Com irregularidades chegando a R$ 22,5 bilhões, operadoras precisam acelerar o debate sobre o assunto para conseguir pleitear novas medidas. Para IESS, mudança deve se dar na legislação
Por Vivian Ito
Depois de perder 2,5 milhões de beneficiários, a saúde suplementar deve manter as mesmas energias dispendidas nos últimos anos para obter mudanças reais no ambiente de negócios. Um estudo do IESS aponta que o trabalho das operadoras só começou já que, em 2015, cerca de R$ 22,5 bilhões dos gastos dos planos foram consideradas fraudulentos ou desnecessários.
“Agora é o momento para se debater um marco regulatório que traga medidas que evitem irregularidades”, explica o superintendente executivo do Instituto de Estudos de Saúde Suplementar (IESS), Luiz Augusto Carneiro, que passou a informação com exclusividade ao DCI.
Segundo Carneiro, muito se falou sobre redução de custo neste cenário de retração no número de beneficiários na saúde suplementar, é importante manter a discussão ativa e até acelerar a construção de medidas que possam acabar com o problema. Entre as principais ações citadas estão a criação de um marco regulatório que abarquem leis que criminalizem práticas de fraude e recebimento de propina, a criação de indicadores de qualidade e medidas que incentivem a auditoria nos balanços de prestadores de serviços. “Não só demonstrativos financeiros, mas de questões operacionais e de processo”, cita.
Por último, ele cita a importância da criação de medidas mais claras sobre conflitos de interesse entre prestadores. “Entidades de classe (médica) discutem o tema, mas elas não têm autoridade para resolver. Precisamos de uma lei que torne crime a fraude e medidas que obriguem o prestador a revelar quando recebe comissão de uma fabricante”, discute.
Segundo o estudo “Evidências de práticas fraudulentas em sistemas de saúde internacionais e no Brasil”, do IESS, em 2015, cerca de 19% do total das despesas assistenciais realizadas pelas operadoras de saúde foram decorrentes de fraudes e desperdícios. Dentro do total considerado indevido, o IESS identificou que de 12% a 18% das contas hospitalares possuem itens indevidos e de 25% a 40% dos exames laboratoriais não são necessários. “Muito dinheiro indo para o ralo e apertando as operadoras”, explica. Segundo outro levantamento realizado pelo IESS, atualmente, a margem de lucratividade das empresas de planos de saúde está em 0,34%. “Se os desperdícios diminuíssem haveria uma possibilidade de reduzir em torno de 20% as despesas assistenciais e as operadoras teriam margem para diminuir o preço, porque a briga por carteiras empresariais já existe, o que falta é margem para isso”, complementa o executivo.

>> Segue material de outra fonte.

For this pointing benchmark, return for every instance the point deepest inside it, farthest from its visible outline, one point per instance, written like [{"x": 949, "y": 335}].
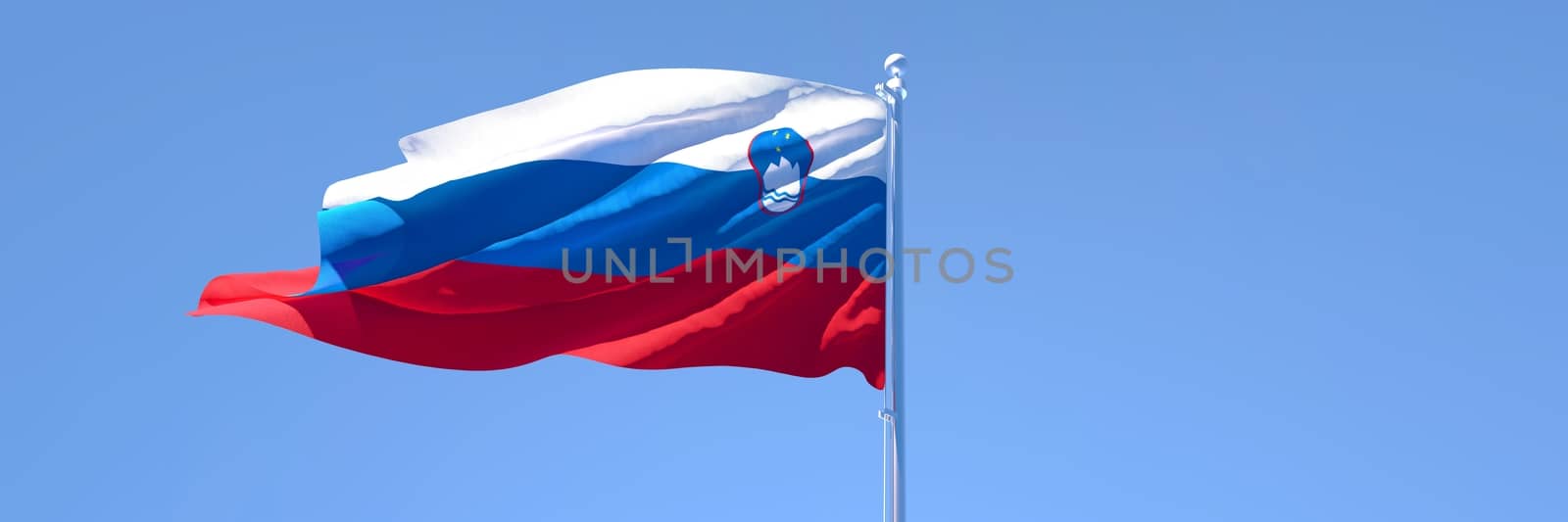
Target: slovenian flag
[{"x": 651, "y": 219}]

Ainda segundo o estudo, a saúde pública também tem sofrido com a questão. Relatório da Controladoria Geral da União (CGU), citado pelo IESS, aponta que entre 2002 e 2015, foram detectadas irregularidades de desvio de dinheiro na saúde pública que totalizaram R$ 5,04 bilhões, 27,3% do total de irregularidades em todas as áreas do governo. “Isso mostra que a criação de medidas antifraude vai beneficiar não apenas a saúde privada. O setor público também tem contrato com empresas privadas.”
Experiência internacional
Ainda de acordo com Carneiro, já existem práticas internacionais que podem servir de exemplo para o País. Nos Estados Unidos (EUA), por exemplo, a fiscalização do setor de saúde nos Estados Unidos contra fraudes e corrupção é feita pelo FBI e cerca de três textos jurídicos que discorrem o assunto. “Entre elas o The Physician Payment Sunshine Act (PPSA) que busca a transparência nas comissões da indústria para médicos”, diz.

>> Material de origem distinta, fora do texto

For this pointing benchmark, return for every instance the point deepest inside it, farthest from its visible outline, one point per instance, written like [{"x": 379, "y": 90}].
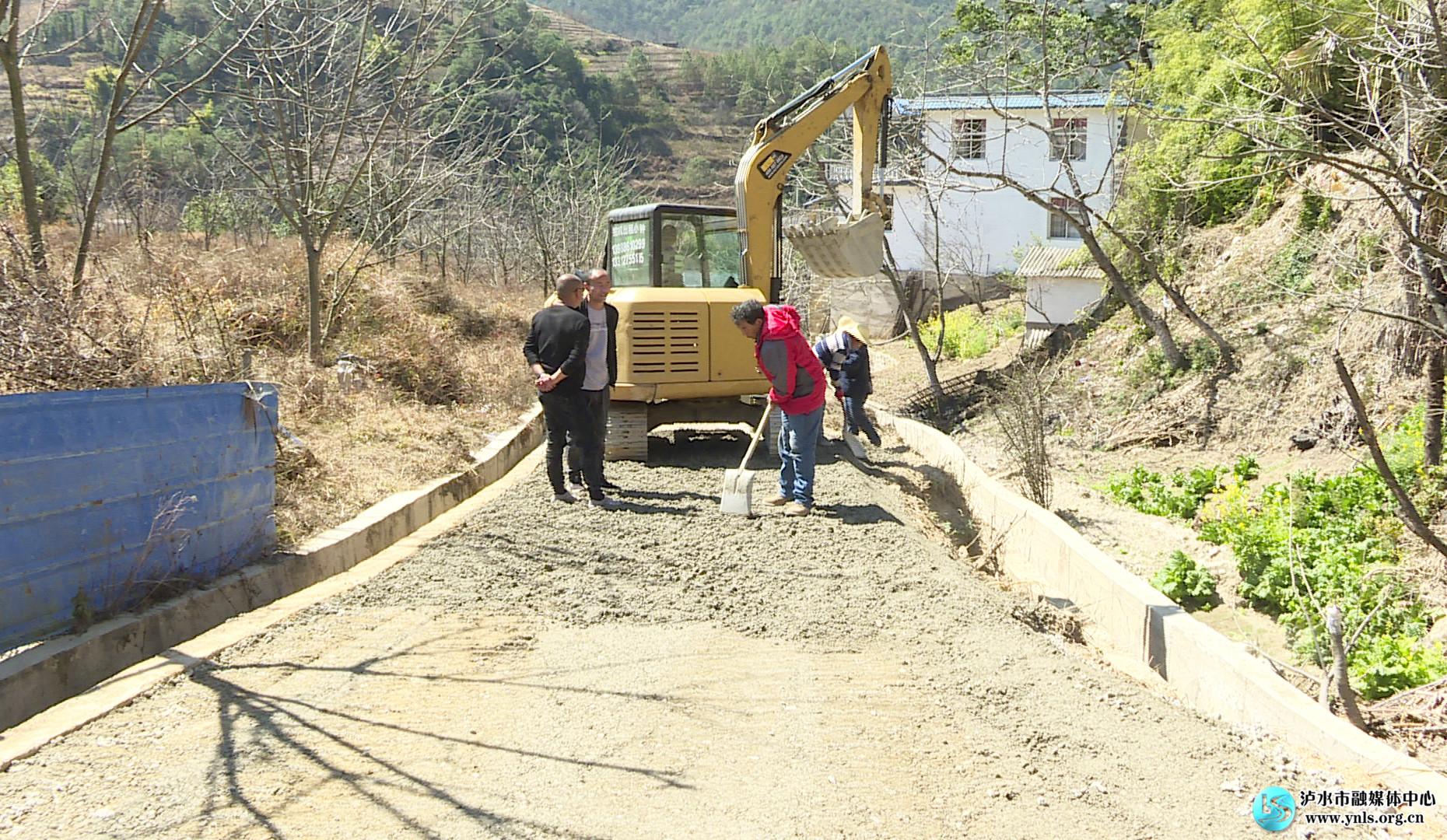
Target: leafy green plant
[
  {"x": 1179, "y": 495},
  {"x": 1186, "y": 582},
  {"x": 1393, "y": 664},
  {"x": 1316, "y": 213},
  {"x": 1290, "y": 269},
  {"x": 969, "y": 336}
]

Nos EUA também existe a lei False Claims Act (FCA), que é considerada a principal medida contra fraude no país, já que impõe responsabilidade civil sobre pessoas que conscientemente fraudam. De 2009 a 2015, o judiciário norte-americano aplicou mais de US$ 12,1 bilhões em multas relacionadas a fraude na saúde.

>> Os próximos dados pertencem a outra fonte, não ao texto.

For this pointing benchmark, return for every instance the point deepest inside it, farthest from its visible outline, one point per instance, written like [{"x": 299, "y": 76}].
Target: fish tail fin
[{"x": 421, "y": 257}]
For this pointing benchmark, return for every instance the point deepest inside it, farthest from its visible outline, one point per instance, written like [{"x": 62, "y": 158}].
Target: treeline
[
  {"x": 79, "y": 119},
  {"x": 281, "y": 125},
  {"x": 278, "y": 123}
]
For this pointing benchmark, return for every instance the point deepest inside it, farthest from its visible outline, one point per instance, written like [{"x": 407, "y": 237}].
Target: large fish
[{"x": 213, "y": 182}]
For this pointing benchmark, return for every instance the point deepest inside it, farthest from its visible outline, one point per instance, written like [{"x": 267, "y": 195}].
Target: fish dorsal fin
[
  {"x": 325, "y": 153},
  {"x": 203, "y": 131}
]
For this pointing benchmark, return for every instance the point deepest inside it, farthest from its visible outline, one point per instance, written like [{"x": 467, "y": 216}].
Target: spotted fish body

Com esta contrapartida, empresas internacionais também recorrem às leis norte-americanas para ressarcimento. No Brasil, entidade que representa planos divulgou em janeiro ter entrado com ações na justiça norte-americana pedindo compliance de suas filiais no Brasil. Os pedidos de indenização das brasileiras às maiores fabricantes dos EUA somam mais de US$ 100 milhões. “Aqui a fraude é institucionalizada. É necessário mostrar que incentivar o uso por conta de comissão é fraude”, explora Carneiro ao citar que teve conhecimento recente de hospitais no País que premiaram médicos que realizam maior número de pedidos de exames. “Incentivo ao desperdício também está errado”, diz.